Mit Bundesanleihen lässt sich schon seit vielen Jahren keine vernünftige Rendite mehr erwirtschaften – wenn man die Zinspapiere kauft und bis zu ihrer Fälligkeit behält, so wie institutionelle Anleger das in der Regel tun. Laut Bundesbank sanken die Renditen von Bundesanleihen mit Laufzeit von etwa zehn Jahren bereits 2014 unter ein Prozent. Für Versicherungen und Pensionseinrichtungen, die mit ihren Kapitalanlagen Verpflichtungen finanzieren müssen, ist das viel zu wenig. Für sie ist die Vermögensanlage durch die Zinsentwicklung in den vergangenen zwei Dekaden immer schwieriger geworden.
Alternative Investments wie Immobilien, Private-Debt-Fonds oder Infrastrukturanlagen im weitesten Sinne könnten die Renditenot zwar lindern. Allerdings wenden sich institutionelle Anleger, vor allem die aufsichtsrechtlich regulierten, nur zögerlich von Anleihen ab. Das hat zuletzt eine Studie der Berater von Willis Towers Watson gezeigt. Am Horizont türmt sich indessen eine „Wall of Money“ auf, eine Mauer aus Geld – sozusagen: Binnen fünf Jahren werden laut dem Immobiliendienstleister Jones Lang Lasalle Bundesanleihen im Nennwert von 800 Milliarden Euro fällig. Angesichts der niedrigen Renditen in der Wiederanlage rechnet JLL mit enormen Mittelzuflüssen in den Immobilienmarkt.
Wie gehen deutsche Großanleger mit der Zinsflaute um? Und: Investieren sie überhaupt noch in Bundeswertpapiere? Lebensversicherer zählen zu den größten Kapitalanlegern in der Bundesrepublik. Im Durchschnitt legen sie Woche für Woche 3 Milliarden Euro an.
Wenn man Klaus-Michael Menz, Anleihespezialist bei Gothaer Asset Management, fragt, ob er in der Gegenwart noch Bundesanleihen kauft, um diese bis zur Fälligkeit zu halten, erntet man nur ein knappes: „Nein“. Pauschal will der Abteilungsleiter im Bereich Credits / Drittmandate Bundesanleihen aus dem Anlageuniversum des Vermögensverwalters für alle Versicherungen innerhalb des Gothaer Konzerns aber nicht ausschließen. Da Bundesanleihen „aber größtenteils negativ rentieren und wir tendenziell leicht steigende Renditen erwarten, sehen wir dort aktuell kein Potential“, sagt er. Gothaer Asset Management investiert übrigens auch nicht aus regulatorischen Gründen oder aufgrund des Risikomanagements in Bundesanleihen.

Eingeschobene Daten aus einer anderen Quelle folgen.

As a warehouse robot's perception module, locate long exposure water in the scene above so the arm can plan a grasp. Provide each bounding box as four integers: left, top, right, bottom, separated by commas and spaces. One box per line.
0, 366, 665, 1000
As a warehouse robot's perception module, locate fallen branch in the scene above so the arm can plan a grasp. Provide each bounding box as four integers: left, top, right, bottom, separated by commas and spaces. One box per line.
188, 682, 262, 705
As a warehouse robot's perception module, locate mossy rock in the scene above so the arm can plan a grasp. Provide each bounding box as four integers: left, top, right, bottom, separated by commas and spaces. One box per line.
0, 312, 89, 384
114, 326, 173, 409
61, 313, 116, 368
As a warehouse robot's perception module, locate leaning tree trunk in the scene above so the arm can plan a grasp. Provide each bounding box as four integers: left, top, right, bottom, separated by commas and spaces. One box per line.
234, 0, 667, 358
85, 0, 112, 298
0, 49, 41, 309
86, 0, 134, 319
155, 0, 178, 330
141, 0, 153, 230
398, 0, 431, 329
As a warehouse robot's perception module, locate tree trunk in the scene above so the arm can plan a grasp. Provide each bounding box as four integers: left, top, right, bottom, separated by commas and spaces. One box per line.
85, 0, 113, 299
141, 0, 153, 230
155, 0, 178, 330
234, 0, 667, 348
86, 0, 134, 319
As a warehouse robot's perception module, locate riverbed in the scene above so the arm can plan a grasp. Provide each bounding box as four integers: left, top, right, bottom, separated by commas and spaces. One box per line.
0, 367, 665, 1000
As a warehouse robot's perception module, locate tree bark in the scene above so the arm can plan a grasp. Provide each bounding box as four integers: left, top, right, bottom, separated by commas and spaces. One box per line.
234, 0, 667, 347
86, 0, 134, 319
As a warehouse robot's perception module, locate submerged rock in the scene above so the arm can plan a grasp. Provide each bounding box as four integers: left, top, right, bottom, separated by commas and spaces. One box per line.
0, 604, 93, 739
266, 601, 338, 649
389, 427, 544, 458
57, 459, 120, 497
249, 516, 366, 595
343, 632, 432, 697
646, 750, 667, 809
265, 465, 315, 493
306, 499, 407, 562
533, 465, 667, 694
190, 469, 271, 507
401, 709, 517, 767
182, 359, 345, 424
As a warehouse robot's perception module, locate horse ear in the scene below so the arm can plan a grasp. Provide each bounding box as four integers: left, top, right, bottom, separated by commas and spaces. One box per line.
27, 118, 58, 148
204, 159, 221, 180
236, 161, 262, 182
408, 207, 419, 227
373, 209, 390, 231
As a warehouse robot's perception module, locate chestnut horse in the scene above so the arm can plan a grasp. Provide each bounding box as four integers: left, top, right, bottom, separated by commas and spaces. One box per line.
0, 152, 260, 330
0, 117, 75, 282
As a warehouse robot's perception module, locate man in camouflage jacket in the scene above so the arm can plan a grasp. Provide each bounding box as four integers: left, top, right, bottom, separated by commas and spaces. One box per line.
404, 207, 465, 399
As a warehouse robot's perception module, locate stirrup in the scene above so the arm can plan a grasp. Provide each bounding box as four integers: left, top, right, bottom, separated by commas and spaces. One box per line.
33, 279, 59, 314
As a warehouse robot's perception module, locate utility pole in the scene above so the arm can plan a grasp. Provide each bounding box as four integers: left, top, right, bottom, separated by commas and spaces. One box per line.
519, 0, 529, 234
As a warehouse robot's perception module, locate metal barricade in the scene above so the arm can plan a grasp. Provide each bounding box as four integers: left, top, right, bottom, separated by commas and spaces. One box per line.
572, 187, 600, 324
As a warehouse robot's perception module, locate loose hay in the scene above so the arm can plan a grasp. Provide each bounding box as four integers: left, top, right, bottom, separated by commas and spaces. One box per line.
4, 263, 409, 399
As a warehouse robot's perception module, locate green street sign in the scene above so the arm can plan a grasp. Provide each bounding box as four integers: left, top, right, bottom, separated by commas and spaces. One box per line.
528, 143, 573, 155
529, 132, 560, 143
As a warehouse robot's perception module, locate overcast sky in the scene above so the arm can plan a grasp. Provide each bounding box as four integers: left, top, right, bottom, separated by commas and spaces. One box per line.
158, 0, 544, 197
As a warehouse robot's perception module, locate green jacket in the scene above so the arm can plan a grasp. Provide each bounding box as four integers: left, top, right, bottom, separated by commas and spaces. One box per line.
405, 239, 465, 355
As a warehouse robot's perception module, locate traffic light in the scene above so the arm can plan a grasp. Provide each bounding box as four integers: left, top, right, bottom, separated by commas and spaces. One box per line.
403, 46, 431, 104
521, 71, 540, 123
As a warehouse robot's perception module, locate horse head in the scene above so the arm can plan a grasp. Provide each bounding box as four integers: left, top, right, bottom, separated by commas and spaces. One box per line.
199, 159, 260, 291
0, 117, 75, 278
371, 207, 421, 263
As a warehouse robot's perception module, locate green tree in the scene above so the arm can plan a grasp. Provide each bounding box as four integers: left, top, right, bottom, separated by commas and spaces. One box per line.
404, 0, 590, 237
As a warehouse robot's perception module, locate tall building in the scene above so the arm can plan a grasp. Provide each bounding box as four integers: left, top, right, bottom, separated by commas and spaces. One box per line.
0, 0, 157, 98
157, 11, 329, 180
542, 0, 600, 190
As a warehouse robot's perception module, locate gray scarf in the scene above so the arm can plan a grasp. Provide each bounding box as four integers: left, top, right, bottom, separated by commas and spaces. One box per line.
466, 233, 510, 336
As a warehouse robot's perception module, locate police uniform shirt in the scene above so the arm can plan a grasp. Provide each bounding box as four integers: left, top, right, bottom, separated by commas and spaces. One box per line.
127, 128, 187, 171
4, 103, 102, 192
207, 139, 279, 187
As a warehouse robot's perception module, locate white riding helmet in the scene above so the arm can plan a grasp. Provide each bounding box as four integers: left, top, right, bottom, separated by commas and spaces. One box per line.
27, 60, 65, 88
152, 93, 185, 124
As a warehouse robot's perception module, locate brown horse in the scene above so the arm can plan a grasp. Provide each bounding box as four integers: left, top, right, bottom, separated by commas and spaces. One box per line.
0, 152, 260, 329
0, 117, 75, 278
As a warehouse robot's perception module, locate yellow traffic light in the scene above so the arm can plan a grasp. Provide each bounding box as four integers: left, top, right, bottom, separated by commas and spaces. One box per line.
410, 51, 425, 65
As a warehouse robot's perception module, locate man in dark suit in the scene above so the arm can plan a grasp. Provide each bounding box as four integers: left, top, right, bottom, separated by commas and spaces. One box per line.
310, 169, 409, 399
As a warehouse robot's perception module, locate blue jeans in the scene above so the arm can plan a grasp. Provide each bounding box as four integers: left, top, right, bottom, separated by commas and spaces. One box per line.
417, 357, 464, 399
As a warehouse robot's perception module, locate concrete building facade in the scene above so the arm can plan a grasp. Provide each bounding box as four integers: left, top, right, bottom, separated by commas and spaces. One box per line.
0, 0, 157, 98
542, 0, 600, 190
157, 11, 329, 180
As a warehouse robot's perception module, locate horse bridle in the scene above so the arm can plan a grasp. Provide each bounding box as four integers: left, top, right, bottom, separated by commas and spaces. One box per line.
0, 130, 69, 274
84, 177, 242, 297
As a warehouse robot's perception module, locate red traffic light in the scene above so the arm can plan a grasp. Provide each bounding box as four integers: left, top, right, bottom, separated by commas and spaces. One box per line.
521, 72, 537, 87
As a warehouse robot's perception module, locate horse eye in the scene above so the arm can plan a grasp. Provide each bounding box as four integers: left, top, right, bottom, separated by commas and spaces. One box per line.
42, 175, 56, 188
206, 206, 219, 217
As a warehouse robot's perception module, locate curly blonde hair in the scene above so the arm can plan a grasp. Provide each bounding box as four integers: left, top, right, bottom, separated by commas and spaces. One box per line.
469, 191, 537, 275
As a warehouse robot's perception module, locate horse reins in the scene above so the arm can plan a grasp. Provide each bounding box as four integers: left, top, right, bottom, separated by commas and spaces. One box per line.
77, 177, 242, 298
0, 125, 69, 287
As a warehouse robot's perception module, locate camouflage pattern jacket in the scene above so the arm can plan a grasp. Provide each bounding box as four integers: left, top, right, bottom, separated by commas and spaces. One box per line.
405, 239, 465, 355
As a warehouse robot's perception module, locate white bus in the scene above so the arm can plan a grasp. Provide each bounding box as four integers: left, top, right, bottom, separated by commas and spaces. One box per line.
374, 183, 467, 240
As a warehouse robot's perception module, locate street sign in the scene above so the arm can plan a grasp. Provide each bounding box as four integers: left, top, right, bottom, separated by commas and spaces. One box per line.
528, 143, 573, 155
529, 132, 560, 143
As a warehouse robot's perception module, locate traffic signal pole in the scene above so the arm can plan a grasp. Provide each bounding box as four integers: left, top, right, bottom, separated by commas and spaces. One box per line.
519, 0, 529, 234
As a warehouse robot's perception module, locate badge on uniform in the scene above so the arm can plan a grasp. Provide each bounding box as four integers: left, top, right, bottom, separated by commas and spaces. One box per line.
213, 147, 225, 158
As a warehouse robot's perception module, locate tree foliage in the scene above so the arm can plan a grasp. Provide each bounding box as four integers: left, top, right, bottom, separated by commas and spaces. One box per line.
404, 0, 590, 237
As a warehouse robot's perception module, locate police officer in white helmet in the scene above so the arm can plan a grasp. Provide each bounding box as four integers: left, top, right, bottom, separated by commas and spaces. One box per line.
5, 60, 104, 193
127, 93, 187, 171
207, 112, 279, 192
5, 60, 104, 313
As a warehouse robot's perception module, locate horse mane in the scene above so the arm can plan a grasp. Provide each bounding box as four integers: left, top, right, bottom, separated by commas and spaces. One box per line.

Abseits von Anleihen der Bundesrepublik-Deutschland-Finanzagentur, die an Plänen für grünen Anleihen arbeitet, versprühen auch andere staatliche und supranationale Emittenten mit Spitzen-Rating für Anleiheinvestoren nur wenig Charme. Menz: „Emittenten mit Spitzen-Rating, also AAA, besitzen alle ein äußerst niedriges Ausfallrisiko. Daher sind die Renditen bei solchen Anleihen auch nur unwesentlich höher als bei Bundesanleihen und angesichts der Erwartung steigender Renditen nur selektiv erwerbenswert.“
Bei Anleihen aus den Emerging Markets ist das anders. Schwellenländeranleihen gehören aus Sicht der Gothaer Asset Management, deren rund 60 Mitarbeiter Kapitalanlagen von rund 30 Milliarden Euro verwalten, weiterhin zu den interessantesten Anlagen im Fixed-Income-Bereich, „auch wenn dort die Risikoprämien ebenfalls deutlich zusammengeschnurrt sind“, wie Menz es formuliert.
Doch es gibt auch heute noch Argumente, die für Schwellenländeranleihen sprechen: Die Emerging Markets zählen zu den Regionen mit den höchsten Wachstumsraten global und besitzen damit perspektivisch weiterhin Potential für die Anlagespezialisten der Gothaer Versicherung. Auf der Suche nach spannenden Anleihen richtet das Asset Management seinen Investment-Fokus auf Anlagen in Hartwährungen, zum Beispiel im US-Dollar. Lokale Währungen seien oft volatiler und müssten daher abgesichert werden, wie Menz erläutert. „Das würde allerdings den Großteil des Renditevorsprungs auffressen.“
Die Gothaer investiert vor allem im Investment-Grade-Bereich (einschließlich der Rating-Note BBB-). „Bei Schwellenländeremittenten lassen wir aber auch Anlagen mit einem High-Yield-Rating zu“, kommentiert Menz und zieht die Untergrenze beim Kredit-Rating B-. Und an der Untergrenze hat die Gothaer in den vergangenen fünf Jahren auch nicht gerüttelt.